Wednesday, May 18, 2011

I've Got Dibs

I have never really been a politically-charged person.  When I was a little girl, my grandfather ran a private club and bar. He served as president of that club known as The Naugatuck Democratic Club.  As a child, I had no idea what that meant.  I just knew that a lot of men would come there every day, sit around the bar, drink and tell stories and jokes.

My dear friend, Richie Rothstein, passed away two years ago.  A year or so after he died, I went to visit his wife.  She handed me an envelope full of pictures that Richie had taken while we were both students at SUNY New Paltz.  I was surprised to see a slew of photographs of George McGovern, taken during a campus visit in the early seventies.  I felt almost a bit ashamed by the fact that the event apparently meant so much to Richie, yet nothing to me.  My priorities during college did not include politics.
I was already in my thirties the first time I exercised my right to vote.  My second husband was a former Air Force Captain who awakened me to my responsibilities as a citizen.  Once I voted in my first presidential election, I realized what a privilege it was and I have never missed an election since.  Every four years, I voted for the person who I felt best represented my beliefs.  Some years it was a Democrat, others it was a Republican.  I honestly never felt the need to pledge allegiance to one side or the other.  Sometimes my candidate won, sometimes he didn’t.  But whoever won became my president for the next four years and to me, he was the person in charge.

The political climate in this country has changed and it seems you are no longer allowed to straddle the fence.  I sometimes feel as if I am back to being a kid, once again playing Red Rover.  I despised that game.  As a slow runner and a puny girl, I simply didn’t have the strength to ever succeed at it. Before I knew what was happening, I would get picked for a side (often the last pick) and the next thing I knew I was interlocking arms with the rest of my “team”, unsure if those were the people with whom I should be aligned.  Why couldn’t they have some non-intrusive positions in that game, like a line judge or umpire?  I wanted to be the person that settled disputes and pointed out the strengths of both teams.
I feel the same way about politics.  Forward thinkers exist within each party; it’s just a matter of getting them to work together.  Yet it seems if we express an opinion on any issue, we are automatically associated with a particular party. The scary part is that those affiliated with the other party react as if we have contracted leprosy.  I honestly have friends among whom I am afraid to express my opinion for fear of being ostracized.  It all has become black and white, or actually red and blue, and apparently gray has been completely eradicated from the color spectrum.

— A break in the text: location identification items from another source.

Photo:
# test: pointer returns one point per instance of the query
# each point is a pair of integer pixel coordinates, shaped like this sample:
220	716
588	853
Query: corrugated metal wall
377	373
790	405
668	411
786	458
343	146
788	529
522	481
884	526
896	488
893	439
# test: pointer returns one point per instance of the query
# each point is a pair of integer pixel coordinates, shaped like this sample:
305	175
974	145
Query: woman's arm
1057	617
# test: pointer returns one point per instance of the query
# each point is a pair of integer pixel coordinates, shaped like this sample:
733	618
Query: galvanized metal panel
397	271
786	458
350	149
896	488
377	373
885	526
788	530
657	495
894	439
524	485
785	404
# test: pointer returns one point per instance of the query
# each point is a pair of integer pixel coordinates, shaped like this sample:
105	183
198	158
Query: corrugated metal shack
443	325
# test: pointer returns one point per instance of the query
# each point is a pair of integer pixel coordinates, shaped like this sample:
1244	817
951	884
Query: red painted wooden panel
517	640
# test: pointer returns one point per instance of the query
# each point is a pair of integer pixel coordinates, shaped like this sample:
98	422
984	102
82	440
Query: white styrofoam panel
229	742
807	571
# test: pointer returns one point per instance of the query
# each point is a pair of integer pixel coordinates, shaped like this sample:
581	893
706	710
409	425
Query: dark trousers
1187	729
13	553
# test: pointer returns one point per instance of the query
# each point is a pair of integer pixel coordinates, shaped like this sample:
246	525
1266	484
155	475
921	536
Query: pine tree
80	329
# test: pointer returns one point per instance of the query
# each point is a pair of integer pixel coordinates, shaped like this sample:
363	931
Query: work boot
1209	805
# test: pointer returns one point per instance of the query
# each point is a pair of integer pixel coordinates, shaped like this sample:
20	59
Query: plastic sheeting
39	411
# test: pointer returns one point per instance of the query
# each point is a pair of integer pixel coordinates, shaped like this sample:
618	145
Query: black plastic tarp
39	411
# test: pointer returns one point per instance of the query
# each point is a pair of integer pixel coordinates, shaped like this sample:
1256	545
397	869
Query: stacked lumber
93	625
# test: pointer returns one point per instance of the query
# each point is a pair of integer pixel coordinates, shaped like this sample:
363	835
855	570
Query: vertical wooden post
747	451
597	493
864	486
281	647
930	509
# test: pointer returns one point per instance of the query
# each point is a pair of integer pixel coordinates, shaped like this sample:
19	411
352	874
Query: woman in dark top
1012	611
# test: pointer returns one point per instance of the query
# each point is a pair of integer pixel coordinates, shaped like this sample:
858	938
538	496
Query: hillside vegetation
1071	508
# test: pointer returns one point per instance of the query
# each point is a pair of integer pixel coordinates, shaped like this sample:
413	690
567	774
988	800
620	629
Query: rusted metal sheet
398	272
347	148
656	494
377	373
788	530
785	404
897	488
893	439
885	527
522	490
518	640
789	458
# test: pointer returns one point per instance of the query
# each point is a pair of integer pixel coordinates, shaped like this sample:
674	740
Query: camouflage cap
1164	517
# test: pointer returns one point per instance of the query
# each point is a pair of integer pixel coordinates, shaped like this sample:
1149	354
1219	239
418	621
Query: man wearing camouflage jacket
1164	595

I am fearful about the direction we are headed and envision a complete division of our country based on political beliefs.  But how will the division be achieved?  One group lives in states that start with the letters A to M while the opposing side takes N to Z?   Will it be east is east and west is west and never the twain shall meet?  Will some go to the mountains and others to the prairies? Let’s just go back to the civil war division, no sense reinventing the wheel.  But I’ve got dibs on the south since I want to be near my grandchildren.